Tuesday, 18 December 2018

Songs of the year: Number 13



Ruston Kelly has that real world weary tone to his voice, the voice of experience, the troubadour on the road. He makes me think of a young Bruce Springsteen and, of the songs released this year, 'Big Brown Bus' was my favourite slice of his particular brand of Americana. It's a tough life on the road.

Monday, 17 December 2018

Songs of the year: Number 14



Another slice of beguiling and slightly woozy electro pop. This time courtesy of Becky and the Birds. 'Concept Store' was the standout track from the self titled E.P, it was also a chapter in the accompanying film which, in itself, challenged the perceptions of what you can do with a piece of promo footage.

On this track she comes across like a more jazz tinged FKA Twigs, which is not her usual sound, so it will be interesting to see what develops.
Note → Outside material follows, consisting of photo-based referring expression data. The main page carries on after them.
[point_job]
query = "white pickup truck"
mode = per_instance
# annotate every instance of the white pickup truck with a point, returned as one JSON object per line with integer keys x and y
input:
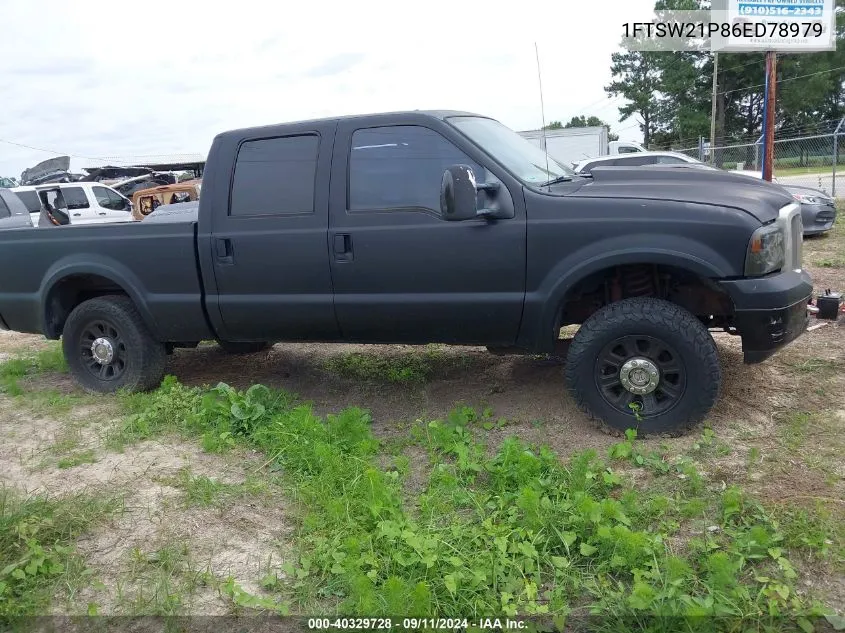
{"x": 570, "y": 146}
{"x": 86, "y": 202}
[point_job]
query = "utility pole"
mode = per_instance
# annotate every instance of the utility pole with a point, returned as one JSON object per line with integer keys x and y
{"x": 769, "y": 115}
{"x": 713, "y": 109}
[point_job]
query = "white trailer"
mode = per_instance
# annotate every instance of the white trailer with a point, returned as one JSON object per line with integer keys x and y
{"x": 569, "y": 146}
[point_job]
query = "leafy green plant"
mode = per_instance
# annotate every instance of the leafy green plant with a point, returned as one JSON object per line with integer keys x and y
{"x": 514, "y": 531}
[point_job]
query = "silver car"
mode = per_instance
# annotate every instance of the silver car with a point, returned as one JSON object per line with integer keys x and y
{"x": 13, "y": 212}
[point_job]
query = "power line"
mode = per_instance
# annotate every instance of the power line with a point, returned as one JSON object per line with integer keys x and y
{"x": 781, "y": 81}
{"x": 51, "y": 151}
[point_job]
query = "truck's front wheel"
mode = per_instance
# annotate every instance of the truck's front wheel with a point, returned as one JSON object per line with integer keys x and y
{"x": 646, "y": 364}
{"x": 108, "y": 347}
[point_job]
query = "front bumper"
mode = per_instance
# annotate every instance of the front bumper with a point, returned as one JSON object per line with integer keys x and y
{"x": 817, "y": 218}
{"x": 770, "y": 312}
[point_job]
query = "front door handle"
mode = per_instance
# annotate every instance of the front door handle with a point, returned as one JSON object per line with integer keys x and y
{"x": 343, "y": 247}
{"x": 225, "y": 254}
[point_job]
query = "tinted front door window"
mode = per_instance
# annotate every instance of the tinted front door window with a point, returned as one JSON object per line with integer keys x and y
{"x": 401, "y": 167}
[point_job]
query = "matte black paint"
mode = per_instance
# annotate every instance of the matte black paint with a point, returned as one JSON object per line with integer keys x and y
{"x": 399, "y": 275}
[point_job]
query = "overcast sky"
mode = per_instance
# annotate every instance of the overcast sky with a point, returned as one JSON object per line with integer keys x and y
{"x": 131, "y": 79}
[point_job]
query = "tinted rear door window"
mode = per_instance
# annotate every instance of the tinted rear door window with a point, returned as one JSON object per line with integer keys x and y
{"x": 275, "y": 176}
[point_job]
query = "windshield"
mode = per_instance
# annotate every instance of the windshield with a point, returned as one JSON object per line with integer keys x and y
{"x": 30, "y": 199}
{"x": 526, "y": 161}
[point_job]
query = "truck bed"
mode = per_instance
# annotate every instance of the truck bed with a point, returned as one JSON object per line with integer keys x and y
{"x": 156, "y": 264}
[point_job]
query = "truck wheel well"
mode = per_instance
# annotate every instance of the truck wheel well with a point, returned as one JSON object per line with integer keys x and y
{"x": 68, "y": 293}
{"x": 699, "y": 295}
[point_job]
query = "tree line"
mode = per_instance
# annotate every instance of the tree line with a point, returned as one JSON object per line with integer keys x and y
{"x": 670, "y": 93}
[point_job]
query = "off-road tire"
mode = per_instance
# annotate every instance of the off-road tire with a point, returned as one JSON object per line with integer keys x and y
{"x": 231, "y": 347}
{"x": 665, "y": 322}
{"x": 144, "y": 357}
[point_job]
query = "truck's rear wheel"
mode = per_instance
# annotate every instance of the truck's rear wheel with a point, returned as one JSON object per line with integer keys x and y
{"x": 108, "y": 347}
{"x": 232, "y": 347}
{"x": 646, "y": 364}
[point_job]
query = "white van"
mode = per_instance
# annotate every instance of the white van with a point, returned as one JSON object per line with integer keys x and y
{"x": 86, "y": 202}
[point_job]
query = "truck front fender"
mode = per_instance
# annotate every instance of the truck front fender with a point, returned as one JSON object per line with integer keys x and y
{"x": 91, "y": 265}
{"x": 544, "y": 301}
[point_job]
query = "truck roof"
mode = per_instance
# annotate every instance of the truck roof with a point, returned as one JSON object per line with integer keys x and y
{"x": 372, "y": 117}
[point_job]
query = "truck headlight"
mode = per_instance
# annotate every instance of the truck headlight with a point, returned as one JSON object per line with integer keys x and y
{"x": 766, "y": 251}
{"x": 806, "y": 199}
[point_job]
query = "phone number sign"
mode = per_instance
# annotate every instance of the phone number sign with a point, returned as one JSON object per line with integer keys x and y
{"x": 784, "y": 26}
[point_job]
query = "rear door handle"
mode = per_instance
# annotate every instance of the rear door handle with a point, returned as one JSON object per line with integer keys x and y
{"x": 343, "y": 247}
{"x": 225, "y": 254}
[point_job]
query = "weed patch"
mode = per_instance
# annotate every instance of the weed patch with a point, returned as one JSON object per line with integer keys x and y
{"x": 204, "y": 491}
{"x": 36, "y": 553}
{"x": 513, "y": 532}
{"x": 411, "y": 367}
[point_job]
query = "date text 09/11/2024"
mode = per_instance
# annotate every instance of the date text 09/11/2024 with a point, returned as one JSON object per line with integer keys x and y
{"x": 415, "y": 624}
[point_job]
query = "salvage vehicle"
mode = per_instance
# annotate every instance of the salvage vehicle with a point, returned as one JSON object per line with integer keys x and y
{"x": 423, "y": 227}
{"x": 13, "y": 213}
{"x": 146, "y": 201}
{"x": 86, "y": 202}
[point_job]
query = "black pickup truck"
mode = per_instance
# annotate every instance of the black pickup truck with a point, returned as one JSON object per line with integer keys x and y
{"x": 419, "y": 227}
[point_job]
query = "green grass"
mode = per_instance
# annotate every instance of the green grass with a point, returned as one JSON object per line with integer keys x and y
{"x": 819, "y": 529}
{"x": 408, "y": 367}
{"x": 158, "y": 582}
{"x": 835, "y": 262}
{"x": 794, "y": 427}
{"x": 504, "y": 532}
{"x": 203, "y": 491}
{"x": 77, "y": 459}
{"x": 37, "y": 558}
{"x": 47, "y": 361}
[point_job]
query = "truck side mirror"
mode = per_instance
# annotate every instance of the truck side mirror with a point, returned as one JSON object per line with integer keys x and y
{"x": 458, "y": 191}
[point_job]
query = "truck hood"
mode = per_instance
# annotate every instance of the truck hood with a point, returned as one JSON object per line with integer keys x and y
{"x": 758, "y": 198}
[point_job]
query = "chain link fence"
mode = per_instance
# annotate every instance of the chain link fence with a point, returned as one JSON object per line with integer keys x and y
{"x": 814, "y": 161}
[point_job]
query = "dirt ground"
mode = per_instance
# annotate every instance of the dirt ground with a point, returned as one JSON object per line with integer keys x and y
{"x": 782, "y": 421}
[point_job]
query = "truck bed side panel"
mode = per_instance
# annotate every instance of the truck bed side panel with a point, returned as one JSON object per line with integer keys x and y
{"x": 154, "y": 264}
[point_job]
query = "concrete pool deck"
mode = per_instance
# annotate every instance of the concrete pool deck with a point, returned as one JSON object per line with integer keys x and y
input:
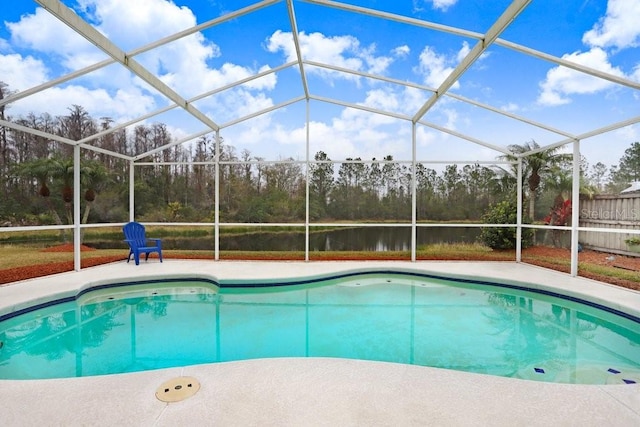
{"x": 315, "y": 391}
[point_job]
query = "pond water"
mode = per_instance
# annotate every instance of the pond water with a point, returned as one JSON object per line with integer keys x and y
{"x": 347, "y": 239}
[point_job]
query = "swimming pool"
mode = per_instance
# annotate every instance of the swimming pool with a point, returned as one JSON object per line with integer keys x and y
{"x": 379, "y": 315}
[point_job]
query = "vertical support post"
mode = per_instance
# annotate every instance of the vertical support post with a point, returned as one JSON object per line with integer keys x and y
{"x": 77, "y": 241}
{"x": 216, "y": 207}
{"x": 575, "y": 208}
{"x": 307, "y": 177}
{"x": 132, "y": 194}
{"x": 519, "y": 213}
{"x": 414, "y": 196}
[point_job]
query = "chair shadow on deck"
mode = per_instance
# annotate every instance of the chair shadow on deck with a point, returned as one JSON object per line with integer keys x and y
{"x": 135, "y": 236}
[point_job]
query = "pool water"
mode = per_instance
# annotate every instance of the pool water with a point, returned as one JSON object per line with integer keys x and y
{"x": 392, "y": 317}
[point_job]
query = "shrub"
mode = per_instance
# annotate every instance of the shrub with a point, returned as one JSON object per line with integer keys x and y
{"x": 504, "y": 212}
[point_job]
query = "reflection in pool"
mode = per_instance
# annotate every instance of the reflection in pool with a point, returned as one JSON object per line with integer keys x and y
{"x": 397, "y": 317}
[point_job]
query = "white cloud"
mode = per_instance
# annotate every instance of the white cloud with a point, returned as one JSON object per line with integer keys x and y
{"x": 21, "y": 73}
{"x": 401, "y": 51}
{"x": 561, "y": 82}
{"x": 182, "y": 64}
{"x": 43, "y": 33}
{"x": 618, "y": 28}
{"x": 340, "y": 51}
{"x": 443, "y": 5}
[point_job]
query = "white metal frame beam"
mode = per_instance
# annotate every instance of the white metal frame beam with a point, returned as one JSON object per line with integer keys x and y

I'm looking forward to hearing more.

Sunday, 16 December 2018

Songs of the year: Number 15



Farao's 'The Ghost Ship' has a similar beguiling and dreamy quality to it as Jenny Hval's 'Spells'. In both cases, the songs in question transport you to a different world, a sonic landscape you can inhabit and live within for the duration of the song.

'The Ghost Ship' starts modestly enough but it's soon spiralling off into ever dizzying landscapes of sound, so that it almost feels like a surprise when the song ends.

Of the other songs she's released this year, I don't think any of them came close to touching this one for me, but I am ever hopeful.

Saturday, 15 December 2018

Songs of the year: Number 16




While I did enjoy Tracey Thorn's solo album, Record, I didn't like it enough to buy. I suspect I probably just need to listen to it more though. This song, 'Dancefloor', is one of the tracks I did particularly like.

Thorn's voice works well with electro, just as it did in the 90s with drum 'n' bass and jungle. There's a sort of wistful nostalgia to this track that contrasts well with the bass and slightly chilly melodies. It feels like 80s period Dusty Springfield, vocally speaking, but is bang up to date, ultimately transcending categories.

Friday, 14 December 2018

Songs of the year: Number 17



Freya Ridings is one of those artists who has been blessed with a particularly arresting and powerful voice. 'Ultraviolet' is not the song that really took off for her this year (three of her songs were used on the soundtrack to Love Island apparently...) but it is the one I like the best. It builds and builds into a sonic tour de force, and it also showcases her voice well.

She could be one of those artists who travels down the MOR pop route, but she could also be the kind of songwriter who decides to pursue a more idiosyncratic path. It will be interesting to see what happens next.

Thursday, 13 December 2018

Songs of the year: Number 18



I interviewed Emma Back earlier this year, about her (then) upcoming album Little World. Of the tracks on the album, 'Shadow' was the one that I liked the most. There's a real edge to it and a sense of barely contained anger that works really well with Back's violin and loop pedal. The result is intense and emotionally charged, and it feels like it will be a song that transcends this moment and stands the test of time.

Wednesday, 12 December 2018

Songs of the year: Number 19

Photo by eberhard grossgasteiger on Unsplash
Rié's creative electro masterpiece, 'Blood in the water', isn't available on YouTube, but I can refer you to Spotify in this instance to listen to it.

It's an abrasive mix of modern electro pop, hypnotic vocals, glitchy effects, harp sounds, and is the sound of a young musician really coming into her own.

I expect great things from her in 2019.